As θ increases, the amplitude decreases, and the linearity of the logarithmic amplification characteristics worsens. However, even if θ is large, if n is small, the second term (sin term) in the above equation can be ignored, so the linearity of the logarithmic amplification characteristic is not significantly impaired. When something with such characteristics is detected, the intra-group phase difference of the front amplifier group and the intra-group phase difference of the rear amplifier group are essentially the same for each detector output, and the detected output of the input l and the amplifier, for example 7, is the same. The phase difference between is not related to the detection output. In other words, there is no phase term in the outputs of the detectors 14-1 and 14-2, and even if they are DC-combined by the adder 15, the result is a sum of only the amplitude components of 14-1 and 14-2, which has good linearity. A logarithmically amplified output of 8 is obtained. Furthermore, since the front and rear amplifier groups have a small phase difference between their inputs and outputs and have a small amplification gain which is divided into two, they are less likely to satisfy oscillation conditions and are useful in preventing oscillation.

As described in detail above, in the present invention, since the output amount phase difference between each amplifier group is small, oscillation is difficult to occur and the characteristics are stable without variation.

Furthermore, since the logarithmic amplification characteristics of each amplifier are combined, logarithmic amplification with a wide dynamic range is performed and a stable detection output with good linearity can be obtained, which is a significant practical effect.

[Brief explanation of the drawing]

FIG. 1 is a configuration example diagram of a conventional logarithmic amplifier circuit, and FIG. 2 is a configuration example diagram of a logarithmic amplifier circuit embodying the present invention. ■・・・Intermediate frequency input, 2・・・Intermediate frequency output,
8... Logarithmic amplification output, 4-11... Intermediate frequency amplifier at each stage, 12, 12-
1.12-2.13... Adder, 14.14-1.
14-2...Detector, 15...Adder.
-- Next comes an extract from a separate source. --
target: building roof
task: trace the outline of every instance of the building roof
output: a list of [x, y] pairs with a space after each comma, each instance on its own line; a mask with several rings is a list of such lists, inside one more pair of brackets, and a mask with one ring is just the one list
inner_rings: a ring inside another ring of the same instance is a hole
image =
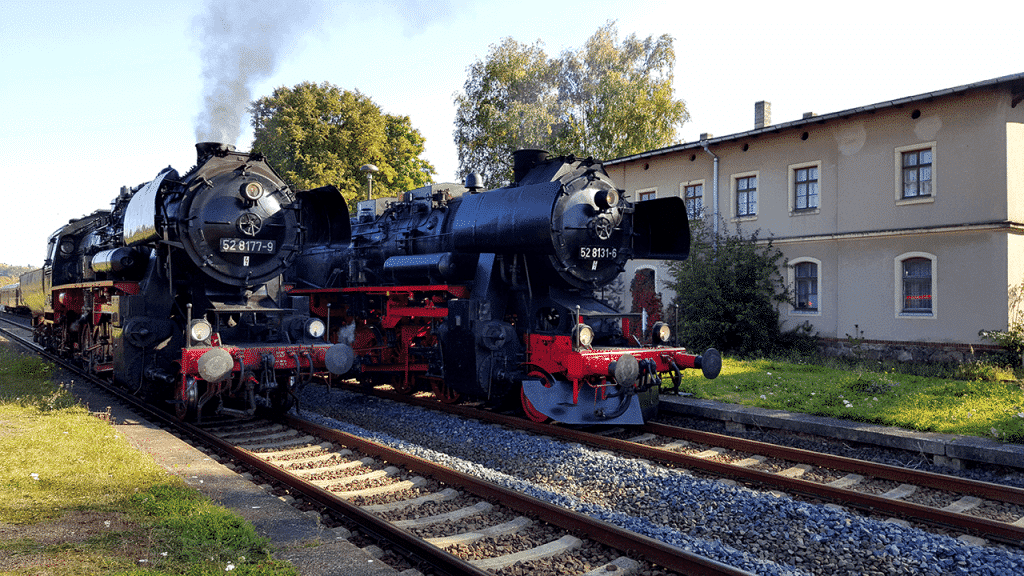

Patent applicant Kokusai Denki Co., Ltd. agent Okyu 1 person from outside the university

Claims (1)

[Claims] A multi-stage amplification intermediate frequency amplification circuit is used as a circuit to obtain a logarithmically related output for an intermediate frequency input, and all stages are divided into a front amplifier group and a rear amplifier group (a part of the output of each stage amplifier is sent from each stage). are taken out in the same phase, added together using a common resistor provided for each amplifier group, and then detected. The extracted logarithmically amplified outputs of each amplifier group are added in direct current using an adder, and this is added to the intermediate frequency signal. A logarithmic amplifier circuit configured to provide a logarithmic output with respect to an input.